Posted on Friday, Dec 17th 2010

By Sramana Mitra and guest author Shaloo Shalini

SM: Do you see that happening with high-powered clouds? Do you see any SaaS vendors such as Salesforce.com creating offerings that are going to be deployed in a completely private cloud mode?

DH: I think I’m not sure what Salesforce.com has planned. I’m not really engaged with those guys at all. I would say, in general you are going to have it. Salesforce.com is enjoying such success in their current offering mode that until they feel challenged by a groundswell of customer requirements for an offering with an on-premise mode; I think they will probably not look at private clouds. I think there are a lot of applications that are mid-tier applications; they are going to be forced to really offer themselves both in hybrid mode. By hybrid mode I mean both as a service where there is zero footprint on the client’s data center floor and in some general fashion where it is sustained, tested, and maintained in a virtualized infrastructure but not on their own premises – so it is more like a traditional license model, but optimized to take advantage of the major virtualization platform such as Citrix, VMWare, and the like.

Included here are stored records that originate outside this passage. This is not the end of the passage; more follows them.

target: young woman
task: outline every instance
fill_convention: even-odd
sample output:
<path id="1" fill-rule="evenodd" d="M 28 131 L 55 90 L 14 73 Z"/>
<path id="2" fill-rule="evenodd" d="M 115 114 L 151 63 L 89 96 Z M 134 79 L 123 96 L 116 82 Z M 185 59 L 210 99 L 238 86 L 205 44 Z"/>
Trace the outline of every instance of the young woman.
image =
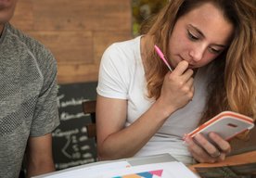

SM: Interesting! I pretty much agree with your analysis of Salesforce.com. Until there is customer pressure, I don’t see how or why they would move to a private cloud mode because their public cloud deployment is going so well.

DH: Amazon probably falls in that camp, too. For Amazon to license its technology such that people can run it on their own infrastructure, I’m not sure that makes a ton of sense for them at this point.

SM: Well, that brings me to my final set of questions, which is related to the 1M/1M initiative and blue-sky opportunities in cloud computing. On the blog, we are focused broadly on entrepreneurship, and one of the things we are trying in the Thought Leaders in Cloud Computing series is to bring in people like you to discuss what entrepreneurial opportunities you see on your horizon, within your orbit, or on your radar that entrepreneurs could go after.

Based on the discussion we have just had, my assessment, and one of the nuggets that I just extracted from talking to you is that, if there could be a set of vendors, application vendors that offer applications that are today being offered in a public cloud mode and offer them in the private cloud mode, then there is a lot of opportunity for such solutions. Is that a fair observation?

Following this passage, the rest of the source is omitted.